Pointing to the political turmoil in London over Britain’s plans to leave the EU, Juncker told German broadcaster Deutschlandfunk that the remaining 27 member states’ hands were tied until that was resolved.
“As long as we don’t know what Britain could say yes to, no decision can be taken on our side either,” he said.
“There will be no renegotiation’s, no new negotiations, no additional guarantees in addition to those already given,” Juncker added. “We have intensively moved towards Britain, there can be no more.”
His comments came on the same day the BBC revealed that British Prime Minister Theresa May will ask Brussels for a short delay to Brexit.
With legislators deadlocked over the way forward on Britain’s 2016 referendum decision to leave the EU – scheduled to take effect in just nine days – May will ask for a short delay, the BBC reported.
“PM won’t be asking for a long extension,” it quoted a Downing Street official as saying on the eve of a summit with EU leaders in Brussels.
“There is a case for giving parliament a bit more time to agree [on] a way forward, but the people of this country have been waiting nearly three years now.
“They are fed up with parliament’s failure to take a decision and the PM shares their frustration.”
Exasperated European leaders are demanding London tell them clearly what it wants, warning that the risk still remains that Britain could crash out of the bloc on March 29, ending its 46-year membership without formal arrangements.
The British prime minister is struggling to keep control of the Brexit process after MPs last week decisively rejected the EU divorce deal for a second time.
She has reluctantly accepted that Brexit must be postponed, amid fears of an economic shock if Britain ends its membership of the EU with no new arrangements in place.

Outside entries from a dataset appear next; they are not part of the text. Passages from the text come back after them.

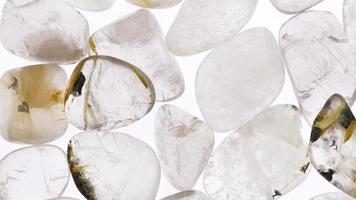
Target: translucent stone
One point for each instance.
(205, 24)
(264, 159)
(188, 195)
(107, 165)
(184, 144)
(333, 143)
(294, 6)
(319, 59)
(30, 96)
(39, 172)
(224, 91)
(138, 39)
(44, 30)
(106, 93)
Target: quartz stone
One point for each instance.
(333, 143)
(138, 39)
(294, 6)
(224, 91)
(39, 172)
(319, 59)
(184, 144)
(188, 195)
(44, 30)
(115, 166)
(106, 93)
(264, 159)
(205, 24)
(30, 96)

In the 2016 referendum, 17.4 million voters, or 52 percent, backed Brexit while 16.1 million, or 48 percent, backed staying in the bloc that the UK joined in 1973.
The vote and a series of political crises since have exposed deep divisions and has fueled soul-searching about everything from secession and immigration to capitalism and British identity.
The crisis has left allies and investors puzzled by a country that for decades seemed a confident pillar of Western economic and political stability.